Local 47 - Civil Service, Social Sciences Component
Leslie Johnston has seen firsthand the difference that a caring foster parent can make in the life of a child. Over the past 28 years working in child welfare – 20 of those in the foster care system – Leslie has been there for Manitoban foster children and the families who care for them.
For children who’ve experienced trauma within their own homes, and are apprehended for reasons of safety and protection, it’s essential there be somewhere for them to go where they can experience the security and affection of a “surrogate” family. It’s also essential that foster parents be trained in how to respond in a helpful, healing way to children in these circumstances, and that they be supported to “hang in there” with children when the going gets rough – which it often does!
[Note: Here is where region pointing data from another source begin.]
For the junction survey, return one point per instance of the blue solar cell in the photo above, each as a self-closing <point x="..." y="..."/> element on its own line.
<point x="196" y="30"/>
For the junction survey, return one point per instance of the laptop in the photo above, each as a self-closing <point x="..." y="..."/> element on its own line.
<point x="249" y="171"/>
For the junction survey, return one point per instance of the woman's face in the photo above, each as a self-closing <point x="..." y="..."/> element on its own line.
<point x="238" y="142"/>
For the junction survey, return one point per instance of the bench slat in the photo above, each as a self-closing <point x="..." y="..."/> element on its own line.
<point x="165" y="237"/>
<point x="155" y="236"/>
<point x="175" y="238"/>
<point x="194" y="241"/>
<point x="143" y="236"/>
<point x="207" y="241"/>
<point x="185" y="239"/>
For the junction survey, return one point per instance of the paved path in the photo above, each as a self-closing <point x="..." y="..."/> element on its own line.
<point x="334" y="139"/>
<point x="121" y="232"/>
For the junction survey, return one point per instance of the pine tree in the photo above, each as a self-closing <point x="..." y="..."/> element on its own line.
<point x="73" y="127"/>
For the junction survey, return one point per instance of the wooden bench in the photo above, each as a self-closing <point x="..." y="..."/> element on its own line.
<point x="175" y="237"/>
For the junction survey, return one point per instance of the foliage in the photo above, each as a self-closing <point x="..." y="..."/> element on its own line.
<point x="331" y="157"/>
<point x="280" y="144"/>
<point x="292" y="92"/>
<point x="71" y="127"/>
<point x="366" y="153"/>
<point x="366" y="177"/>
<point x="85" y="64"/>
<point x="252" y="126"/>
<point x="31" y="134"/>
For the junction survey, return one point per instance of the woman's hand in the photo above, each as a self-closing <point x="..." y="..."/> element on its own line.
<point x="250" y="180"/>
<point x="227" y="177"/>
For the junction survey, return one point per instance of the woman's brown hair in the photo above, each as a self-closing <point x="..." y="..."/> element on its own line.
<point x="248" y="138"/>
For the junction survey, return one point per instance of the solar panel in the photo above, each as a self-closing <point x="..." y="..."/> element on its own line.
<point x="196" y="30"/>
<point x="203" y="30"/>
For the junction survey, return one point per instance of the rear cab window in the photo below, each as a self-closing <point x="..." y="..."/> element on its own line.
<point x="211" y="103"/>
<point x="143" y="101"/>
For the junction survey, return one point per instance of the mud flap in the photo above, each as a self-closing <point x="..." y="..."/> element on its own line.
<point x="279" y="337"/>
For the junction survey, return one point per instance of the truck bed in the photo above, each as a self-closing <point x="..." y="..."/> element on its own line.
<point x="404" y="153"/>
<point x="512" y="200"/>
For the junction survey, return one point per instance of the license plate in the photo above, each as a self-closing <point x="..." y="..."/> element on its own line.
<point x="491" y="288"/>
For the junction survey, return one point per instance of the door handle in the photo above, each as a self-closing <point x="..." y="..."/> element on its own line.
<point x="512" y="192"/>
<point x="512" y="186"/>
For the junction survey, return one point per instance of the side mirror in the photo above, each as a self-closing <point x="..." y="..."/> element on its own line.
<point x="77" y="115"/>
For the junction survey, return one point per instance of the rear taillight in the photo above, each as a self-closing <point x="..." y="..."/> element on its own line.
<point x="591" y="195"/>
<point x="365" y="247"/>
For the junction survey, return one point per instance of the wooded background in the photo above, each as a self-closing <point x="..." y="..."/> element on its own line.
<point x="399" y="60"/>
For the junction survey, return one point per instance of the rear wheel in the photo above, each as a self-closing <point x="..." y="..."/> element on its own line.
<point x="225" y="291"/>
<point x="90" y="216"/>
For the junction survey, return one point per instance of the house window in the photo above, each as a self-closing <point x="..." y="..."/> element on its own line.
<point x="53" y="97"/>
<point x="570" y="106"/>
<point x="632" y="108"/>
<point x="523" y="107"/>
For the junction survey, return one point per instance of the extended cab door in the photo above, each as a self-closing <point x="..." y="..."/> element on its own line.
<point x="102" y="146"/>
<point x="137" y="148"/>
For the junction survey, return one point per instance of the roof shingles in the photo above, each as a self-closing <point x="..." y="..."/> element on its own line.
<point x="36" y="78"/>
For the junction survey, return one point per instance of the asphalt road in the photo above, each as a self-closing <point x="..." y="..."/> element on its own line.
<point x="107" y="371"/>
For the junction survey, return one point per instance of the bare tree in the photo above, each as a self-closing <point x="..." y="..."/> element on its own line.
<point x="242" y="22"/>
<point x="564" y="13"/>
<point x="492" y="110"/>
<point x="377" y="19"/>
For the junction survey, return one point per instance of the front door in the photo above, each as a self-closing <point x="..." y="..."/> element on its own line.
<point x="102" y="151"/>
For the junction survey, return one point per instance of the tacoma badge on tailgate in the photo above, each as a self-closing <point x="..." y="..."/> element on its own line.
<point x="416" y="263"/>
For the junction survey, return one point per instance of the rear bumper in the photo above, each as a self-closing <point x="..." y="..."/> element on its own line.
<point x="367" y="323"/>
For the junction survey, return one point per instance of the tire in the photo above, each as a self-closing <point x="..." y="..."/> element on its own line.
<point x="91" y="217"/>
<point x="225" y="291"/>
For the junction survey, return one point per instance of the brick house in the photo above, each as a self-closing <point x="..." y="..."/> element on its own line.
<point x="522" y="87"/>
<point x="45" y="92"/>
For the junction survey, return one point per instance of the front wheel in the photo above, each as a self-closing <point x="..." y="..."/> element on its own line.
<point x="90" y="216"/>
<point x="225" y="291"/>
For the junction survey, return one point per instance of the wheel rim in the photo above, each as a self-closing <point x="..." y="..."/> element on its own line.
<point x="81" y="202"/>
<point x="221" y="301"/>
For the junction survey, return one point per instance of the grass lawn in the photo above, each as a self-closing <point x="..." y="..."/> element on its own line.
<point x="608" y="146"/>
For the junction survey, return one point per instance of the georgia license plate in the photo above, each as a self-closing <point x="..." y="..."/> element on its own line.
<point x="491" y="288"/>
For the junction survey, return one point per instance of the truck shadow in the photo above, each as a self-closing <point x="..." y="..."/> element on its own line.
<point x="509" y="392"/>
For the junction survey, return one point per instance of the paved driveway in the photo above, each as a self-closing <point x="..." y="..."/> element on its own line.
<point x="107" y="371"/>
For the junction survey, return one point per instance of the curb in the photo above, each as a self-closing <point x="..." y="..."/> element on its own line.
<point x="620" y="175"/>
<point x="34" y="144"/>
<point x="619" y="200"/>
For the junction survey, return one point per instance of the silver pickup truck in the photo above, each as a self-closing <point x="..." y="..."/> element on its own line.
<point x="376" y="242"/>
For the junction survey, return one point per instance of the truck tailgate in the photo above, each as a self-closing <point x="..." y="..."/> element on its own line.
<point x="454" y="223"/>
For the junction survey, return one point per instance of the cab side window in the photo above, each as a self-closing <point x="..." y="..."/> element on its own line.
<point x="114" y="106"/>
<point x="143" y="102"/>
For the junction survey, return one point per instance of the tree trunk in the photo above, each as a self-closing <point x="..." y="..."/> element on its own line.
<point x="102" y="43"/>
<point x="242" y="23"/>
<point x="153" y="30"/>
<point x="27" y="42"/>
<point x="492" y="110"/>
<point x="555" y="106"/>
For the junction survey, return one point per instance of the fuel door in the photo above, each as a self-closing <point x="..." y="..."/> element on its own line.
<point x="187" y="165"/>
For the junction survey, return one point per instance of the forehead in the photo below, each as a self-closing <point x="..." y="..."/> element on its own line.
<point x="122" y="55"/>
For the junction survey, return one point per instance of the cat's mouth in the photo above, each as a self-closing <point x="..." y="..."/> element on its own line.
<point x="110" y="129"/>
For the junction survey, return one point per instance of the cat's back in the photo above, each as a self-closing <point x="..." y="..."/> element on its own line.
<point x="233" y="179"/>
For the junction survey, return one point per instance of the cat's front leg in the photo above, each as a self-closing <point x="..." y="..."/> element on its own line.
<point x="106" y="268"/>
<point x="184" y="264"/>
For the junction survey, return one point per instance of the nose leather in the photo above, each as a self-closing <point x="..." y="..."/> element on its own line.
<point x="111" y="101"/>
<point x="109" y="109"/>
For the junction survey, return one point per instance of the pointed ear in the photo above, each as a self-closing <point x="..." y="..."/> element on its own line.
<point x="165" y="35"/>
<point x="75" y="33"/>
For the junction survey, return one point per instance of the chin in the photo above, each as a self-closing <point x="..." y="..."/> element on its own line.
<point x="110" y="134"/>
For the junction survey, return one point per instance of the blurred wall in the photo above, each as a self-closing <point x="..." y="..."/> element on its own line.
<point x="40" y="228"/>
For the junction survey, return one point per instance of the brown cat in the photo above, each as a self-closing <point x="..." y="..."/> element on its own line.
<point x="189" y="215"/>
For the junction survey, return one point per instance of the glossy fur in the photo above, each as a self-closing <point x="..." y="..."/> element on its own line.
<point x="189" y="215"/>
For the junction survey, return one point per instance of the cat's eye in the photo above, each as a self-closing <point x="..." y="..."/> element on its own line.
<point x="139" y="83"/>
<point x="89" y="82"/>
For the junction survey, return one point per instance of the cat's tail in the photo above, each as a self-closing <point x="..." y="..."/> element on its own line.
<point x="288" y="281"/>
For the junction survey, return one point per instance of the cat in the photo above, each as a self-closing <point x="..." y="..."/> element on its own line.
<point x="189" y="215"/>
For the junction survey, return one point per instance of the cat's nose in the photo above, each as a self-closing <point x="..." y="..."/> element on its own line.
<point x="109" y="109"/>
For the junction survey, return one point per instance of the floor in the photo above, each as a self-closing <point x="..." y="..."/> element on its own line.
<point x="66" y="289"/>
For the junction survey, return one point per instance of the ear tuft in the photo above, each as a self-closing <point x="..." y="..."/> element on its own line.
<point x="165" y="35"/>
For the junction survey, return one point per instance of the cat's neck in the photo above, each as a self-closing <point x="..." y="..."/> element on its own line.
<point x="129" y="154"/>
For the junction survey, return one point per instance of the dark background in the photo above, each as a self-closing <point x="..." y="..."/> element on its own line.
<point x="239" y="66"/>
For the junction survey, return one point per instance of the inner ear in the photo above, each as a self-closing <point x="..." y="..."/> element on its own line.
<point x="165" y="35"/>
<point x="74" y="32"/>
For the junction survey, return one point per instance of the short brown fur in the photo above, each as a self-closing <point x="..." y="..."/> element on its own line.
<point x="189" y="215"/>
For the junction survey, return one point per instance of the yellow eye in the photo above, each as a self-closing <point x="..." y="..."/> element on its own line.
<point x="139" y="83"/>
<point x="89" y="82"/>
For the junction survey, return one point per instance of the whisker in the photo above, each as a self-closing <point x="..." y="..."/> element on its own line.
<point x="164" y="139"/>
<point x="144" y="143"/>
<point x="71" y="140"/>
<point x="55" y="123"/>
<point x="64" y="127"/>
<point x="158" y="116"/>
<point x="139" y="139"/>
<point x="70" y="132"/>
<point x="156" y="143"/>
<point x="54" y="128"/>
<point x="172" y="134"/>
“When we fail to meet these children’s needs at a young age, they often become the children we read about in the newspapers – involved in criminal activity, addictions, and other self-destructive behavior,” Johnston says. “Foster parents can only help these children if we give them the training, preparation, and support that they need.”
It’s Leslie’s job to find foster homes for children who have been abused, neglected or mistreated, or whose parents are simply unable to care for them for a period of time. There is a chronic shortage of foster homes in our province, particularly for children who have challenging behaviours or special needs, so a big part of her job is recruitment. Leslie also provides pre-service training and conducts background checks and thorough psycho-social evaluations of people who are interested in becoming foster parents. She provides guidance and direction to foster families once children have been placed, and monitors the home on a regular basis to ensure that provincial standards are maintained.
“To the extent that we are supported to do our job in recruiting and developing foster homes for children, we can avoid having children wait in hotel rooms or emergency shelters for placement in a foster home. We can make sure that foster parents are adequately equipped to meet the needs of traumatized children or troubled teens, so that placements do not “breakdown,” she says.
Such breakdowns can result in the child being re-traumatized by having to move again, and each time this happens it makes it harder and harder for the child to trust the adults who are trying to help. “All of society has not only a duty, but a vested interest in ensuring that foster children are well cared for.”